Now as I don’t use JMeter for performance/load testing I can only give you superficial help:

  • make JMeter use more IP’s that are used for the connections
  • Use the distributed approach, this allows you to use more machines for making the connections

Greetings,
Michael

Hi @michael_w

Thanks for the information. I am still not clear, if it is not possible to connect multiple IOT devices with a signal port (say 300 devices per port). We are using similar architecture in our present Raw TCP connection, where we are connecting around 400 IOT devices on a single port. So we are able to maintain connection of 10000 IOT devices in a single machine with 25 ports.

I would like to understand if we can use around 350 ports with 300 connections at each port in a single machine (or around 175 ports with 300 connections at each port in two machines) using HiveMQ. Also, it would be helpful if you can suggest some MQTT tool for load testing after deployment of the system.

Hi @Amrinder,

not sure I quite understand your problem. It should be no problem to establish 100k (or even a million) connections to one port. I will try to explain the problem you are currently have in detail (the solution for that I already wrote in the last response).

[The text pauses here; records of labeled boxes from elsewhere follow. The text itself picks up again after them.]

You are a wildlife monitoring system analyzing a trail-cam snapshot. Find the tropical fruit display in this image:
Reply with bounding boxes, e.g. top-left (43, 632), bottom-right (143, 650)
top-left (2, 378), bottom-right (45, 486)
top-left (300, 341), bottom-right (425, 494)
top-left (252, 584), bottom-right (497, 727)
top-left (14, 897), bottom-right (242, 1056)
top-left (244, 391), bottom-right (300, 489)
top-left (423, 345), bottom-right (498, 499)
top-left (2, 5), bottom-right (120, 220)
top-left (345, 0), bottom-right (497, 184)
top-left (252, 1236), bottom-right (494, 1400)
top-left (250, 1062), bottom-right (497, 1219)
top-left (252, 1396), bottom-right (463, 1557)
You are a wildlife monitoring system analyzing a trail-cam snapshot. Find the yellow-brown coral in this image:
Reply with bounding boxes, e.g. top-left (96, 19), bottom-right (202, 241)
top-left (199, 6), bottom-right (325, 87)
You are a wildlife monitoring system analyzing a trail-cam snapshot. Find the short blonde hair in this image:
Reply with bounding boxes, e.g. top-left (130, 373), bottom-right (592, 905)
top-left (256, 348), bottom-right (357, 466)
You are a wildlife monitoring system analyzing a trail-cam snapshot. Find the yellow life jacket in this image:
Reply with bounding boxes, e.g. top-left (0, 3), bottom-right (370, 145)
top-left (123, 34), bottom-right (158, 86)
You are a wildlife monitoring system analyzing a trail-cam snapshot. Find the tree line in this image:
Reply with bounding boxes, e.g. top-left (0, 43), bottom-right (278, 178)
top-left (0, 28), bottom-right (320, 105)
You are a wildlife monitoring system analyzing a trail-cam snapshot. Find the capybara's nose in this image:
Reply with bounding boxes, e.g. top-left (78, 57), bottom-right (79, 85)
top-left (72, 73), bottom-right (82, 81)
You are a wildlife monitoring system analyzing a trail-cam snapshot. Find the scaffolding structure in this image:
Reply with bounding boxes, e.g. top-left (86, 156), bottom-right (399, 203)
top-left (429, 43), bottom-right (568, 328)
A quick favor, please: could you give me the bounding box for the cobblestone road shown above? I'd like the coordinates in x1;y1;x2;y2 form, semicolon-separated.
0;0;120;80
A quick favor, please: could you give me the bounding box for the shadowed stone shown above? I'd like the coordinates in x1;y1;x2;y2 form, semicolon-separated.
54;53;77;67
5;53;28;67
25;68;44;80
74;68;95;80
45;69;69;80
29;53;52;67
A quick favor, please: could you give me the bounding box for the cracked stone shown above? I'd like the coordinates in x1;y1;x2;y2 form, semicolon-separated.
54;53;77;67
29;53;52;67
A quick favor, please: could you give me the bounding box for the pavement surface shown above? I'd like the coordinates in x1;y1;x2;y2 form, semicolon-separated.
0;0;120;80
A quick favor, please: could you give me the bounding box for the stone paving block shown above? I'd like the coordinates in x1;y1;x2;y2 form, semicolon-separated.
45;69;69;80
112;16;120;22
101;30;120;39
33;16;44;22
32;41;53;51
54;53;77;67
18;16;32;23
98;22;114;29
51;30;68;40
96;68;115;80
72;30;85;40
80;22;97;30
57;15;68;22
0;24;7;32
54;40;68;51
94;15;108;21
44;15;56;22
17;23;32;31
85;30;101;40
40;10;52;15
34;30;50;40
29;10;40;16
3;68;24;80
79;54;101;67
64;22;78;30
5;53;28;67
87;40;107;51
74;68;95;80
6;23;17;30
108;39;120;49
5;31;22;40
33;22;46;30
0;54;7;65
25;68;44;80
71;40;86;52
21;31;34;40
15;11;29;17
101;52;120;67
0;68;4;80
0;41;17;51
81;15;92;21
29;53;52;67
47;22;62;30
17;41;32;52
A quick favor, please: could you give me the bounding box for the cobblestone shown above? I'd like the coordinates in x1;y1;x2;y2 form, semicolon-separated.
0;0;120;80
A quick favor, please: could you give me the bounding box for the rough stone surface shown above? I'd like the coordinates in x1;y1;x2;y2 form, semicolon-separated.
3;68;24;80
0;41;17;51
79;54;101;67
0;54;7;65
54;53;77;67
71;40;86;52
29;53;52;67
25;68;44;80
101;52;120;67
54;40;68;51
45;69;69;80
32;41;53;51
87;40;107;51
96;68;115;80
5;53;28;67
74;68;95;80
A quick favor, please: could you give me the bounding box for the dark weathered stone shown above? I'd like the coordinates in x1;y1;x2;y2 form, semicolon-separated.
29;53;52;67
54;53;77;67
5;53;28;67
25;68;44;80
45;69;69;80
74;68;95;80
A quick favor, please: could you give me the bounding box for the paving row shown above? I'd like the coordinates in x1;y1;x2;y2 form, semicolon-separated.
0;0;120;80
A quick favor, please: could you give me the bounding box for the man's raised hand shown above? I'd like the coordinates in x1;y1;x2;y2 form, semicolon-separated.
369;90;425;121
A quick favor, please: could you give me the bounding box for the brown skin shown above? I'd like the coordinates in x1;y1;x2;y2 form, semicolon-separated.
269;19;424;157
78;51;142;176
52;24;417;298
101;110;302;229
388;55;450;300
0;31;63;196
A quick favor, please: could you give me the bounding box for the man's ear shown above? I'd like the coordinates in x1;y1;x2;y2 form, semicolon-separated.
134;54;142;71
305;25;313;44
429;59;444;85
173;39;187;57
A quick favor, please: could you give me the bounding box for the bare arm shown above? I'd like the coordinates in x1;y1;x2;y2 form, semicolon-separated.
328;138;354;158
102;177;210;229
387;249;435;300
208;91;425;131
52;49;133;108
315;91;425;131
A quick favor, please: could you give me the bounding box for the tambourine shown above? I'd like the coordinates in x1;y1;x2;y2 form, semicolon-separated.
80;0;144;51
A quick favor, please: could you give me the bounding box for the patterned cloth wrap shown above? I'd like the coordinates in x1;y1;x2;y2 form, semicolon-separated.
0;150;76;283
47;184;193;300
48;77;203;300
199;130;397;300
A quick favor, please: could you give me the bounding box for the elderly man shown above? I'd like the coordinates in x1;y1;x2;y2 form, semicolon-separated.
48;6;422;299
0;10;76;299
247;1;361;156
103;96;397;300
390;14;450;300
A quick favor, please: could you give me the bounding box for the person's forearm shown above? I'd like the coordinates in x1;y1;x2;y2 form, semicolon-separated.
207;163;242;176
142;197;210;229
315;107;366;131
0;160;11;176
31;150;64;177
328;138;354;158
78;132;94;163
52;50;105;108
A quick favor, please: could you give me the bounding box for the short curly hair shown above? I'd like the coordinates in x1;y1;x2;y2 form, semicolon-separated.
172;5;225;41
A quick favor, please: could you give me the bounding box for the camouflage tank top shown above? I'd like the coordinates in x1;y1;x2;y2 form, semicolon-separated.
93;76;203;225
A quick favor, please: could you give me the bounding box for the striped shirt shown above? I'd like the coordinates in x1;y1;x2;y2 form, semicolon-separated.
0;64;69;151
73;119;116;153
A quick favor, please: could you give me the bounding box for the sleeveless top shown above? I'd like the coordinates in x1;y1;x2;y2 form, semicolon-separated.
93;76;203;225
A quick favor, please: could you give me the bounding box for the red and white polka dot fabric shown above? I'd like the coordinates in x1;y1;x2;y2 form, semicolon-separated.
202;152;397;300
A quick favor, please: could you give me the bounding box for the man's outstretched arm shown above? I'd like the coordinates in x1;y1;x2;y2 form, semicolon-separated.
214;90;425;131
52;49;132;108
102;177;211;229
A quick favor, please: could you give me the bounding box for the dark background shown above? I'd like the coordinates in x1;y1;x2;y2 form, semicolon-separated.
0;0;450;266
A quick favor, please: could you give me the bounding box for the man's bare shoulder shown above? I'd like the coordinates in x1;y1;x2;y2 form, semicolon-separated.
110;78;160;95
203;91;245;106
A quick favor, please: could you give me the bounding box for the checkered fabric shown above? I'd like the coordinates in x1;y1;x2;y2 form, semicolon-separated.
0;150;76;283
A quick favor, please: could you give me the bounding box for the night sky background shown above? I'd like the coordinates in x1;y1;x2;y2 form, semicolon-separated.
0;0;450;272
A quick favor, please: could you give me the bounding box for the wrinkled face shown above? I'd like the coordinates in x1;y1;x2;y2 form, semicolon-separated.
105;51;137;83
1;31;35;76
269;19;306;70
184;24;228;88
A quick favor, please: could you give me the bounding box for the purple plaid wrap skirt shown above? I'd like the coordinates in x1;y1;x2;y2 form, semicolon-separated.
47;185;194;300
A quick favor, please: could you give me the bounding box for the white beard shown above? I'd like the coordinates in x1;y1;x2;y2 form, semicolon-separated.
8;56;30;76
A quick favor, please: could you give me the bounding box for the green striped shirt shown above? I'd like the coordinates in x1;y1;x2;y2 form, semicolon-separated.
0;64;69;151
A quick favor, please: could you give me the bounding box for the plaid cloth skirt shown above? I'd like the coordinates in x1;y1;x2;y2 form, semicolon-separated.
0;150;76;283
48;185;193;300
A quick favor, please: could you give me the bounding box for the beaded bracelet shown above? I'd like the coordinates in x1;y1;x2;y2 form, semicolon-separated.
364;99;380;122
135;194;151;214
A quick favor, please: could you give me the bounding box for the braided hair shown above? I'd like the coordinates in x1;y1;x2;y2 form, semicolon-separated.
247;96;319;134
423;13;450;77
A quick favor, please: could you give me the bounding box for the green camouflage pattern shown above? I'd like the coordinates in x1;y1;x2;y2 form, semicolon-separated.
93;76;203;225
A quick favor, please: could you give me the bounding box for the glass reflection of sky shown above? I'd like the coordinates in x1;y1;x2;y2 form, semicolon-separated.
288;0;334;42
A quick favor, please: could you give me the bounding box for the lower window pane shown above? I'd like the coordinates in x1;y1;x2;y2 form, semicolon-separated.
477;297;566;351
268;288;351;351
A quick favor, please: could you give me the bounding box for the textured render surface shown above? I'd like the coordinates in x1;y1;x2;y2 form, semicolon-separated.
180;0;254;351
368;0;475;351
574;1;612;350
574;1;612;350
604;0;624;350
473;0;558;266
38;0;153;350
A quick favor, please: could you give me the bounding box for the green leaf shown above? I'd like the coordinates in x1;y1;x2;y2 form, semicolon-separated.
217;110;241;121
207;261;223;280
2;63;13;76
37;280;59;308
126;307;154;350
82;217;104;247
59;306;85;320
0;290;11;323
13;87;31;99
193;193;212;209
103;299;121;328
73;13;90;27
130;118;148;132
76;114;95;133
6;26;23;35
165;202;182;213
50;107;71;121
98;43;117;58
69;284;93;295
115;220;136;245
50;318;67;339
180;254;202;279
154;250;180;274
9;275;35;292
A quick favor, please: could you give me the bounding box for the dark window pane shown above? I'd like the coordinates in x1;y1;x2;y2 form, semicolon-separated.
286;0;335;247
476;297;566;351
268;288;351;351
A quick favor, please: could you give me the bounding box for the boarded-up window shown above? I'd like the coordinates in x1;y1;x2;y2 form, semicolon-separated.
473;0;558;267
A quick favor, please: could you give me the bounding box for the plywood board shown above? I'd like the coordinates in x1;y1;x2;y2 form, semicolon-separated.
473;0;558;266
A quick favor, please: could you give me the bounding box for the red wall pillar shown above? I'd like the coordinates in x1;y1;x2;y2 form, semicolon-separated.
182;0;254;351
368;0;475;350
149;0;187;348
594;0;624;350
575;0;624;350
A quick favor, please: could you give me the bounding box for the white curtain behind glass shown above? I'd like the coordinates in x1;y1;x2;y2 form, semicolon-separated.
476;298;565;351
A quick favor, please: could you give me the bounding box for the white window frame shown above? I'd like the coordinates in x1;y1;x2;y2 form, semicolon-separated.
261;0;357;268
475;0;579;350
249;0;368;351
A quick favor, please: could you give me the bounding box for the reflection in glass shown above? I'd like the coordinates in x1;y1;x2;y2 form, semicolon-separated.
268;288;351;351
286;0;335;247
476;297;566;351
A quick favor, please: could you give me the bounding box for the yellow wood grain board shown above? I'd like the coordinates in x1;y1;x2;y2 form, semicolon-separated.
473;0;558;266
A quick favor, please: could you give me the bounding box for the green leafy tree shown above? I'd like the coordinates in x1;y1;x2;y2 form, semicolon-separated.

As I wrote before each TCP connection is made up of this tuple:

(local ip, local port, peer ip, peer port)

Lets say peerIp is 222.222.222.222 and peerPort is 1883 for HiveMQ (or any server). This mean peerIp and peerPort are static as you always have connect via this address:

(local ip, local port, 222.222.222.222, 1883)

Now we have only “local ip” and “local port” that can be varied to make connections to the server. Now lets further say JMeter (or any tool for making connection) uses the ip “111.111.111.111” you get this template:

(111.111.111.111, local port, 222.222.222.222, 1883)

The last variable part is local port and here we are limited by the fact that you can only have max 65536* (2^16) ports that you could put into “local port”, therefore as I wrote before with only one local ip you can at max establish 65536 connections:

(111.111.111.111, 0, 222.222.222.222, 1883) (connection tuple for client1)
(111.111.111.111, 1, 222.222.222.222, 1883) (connection tuple for client2)
                                    ......
(111.111.111.111, 65534, 222.222.222.222, 1883) (connection tuple for client65535)
(111.111.111.111, 65535, 222.222.222.222, 1883) (connection tuple for client65536)

*theoretically, not sure if all port can be used

As peerIp and peerPort are fix and localPort can only have max 65536 values you need to introduce variation into local ip (and that are my two points in the last response) two achieve 100k connections.

I / We are using an internal tool that I’m regrettably not allowed to hand out. But I can tell you this much, we scale the instances where the tool is running on to achieve millions of connections similar to the distributed approach of JMeter.

Greetings,
Michael

Hi @michael_w

Thanks for the help. It’s working now.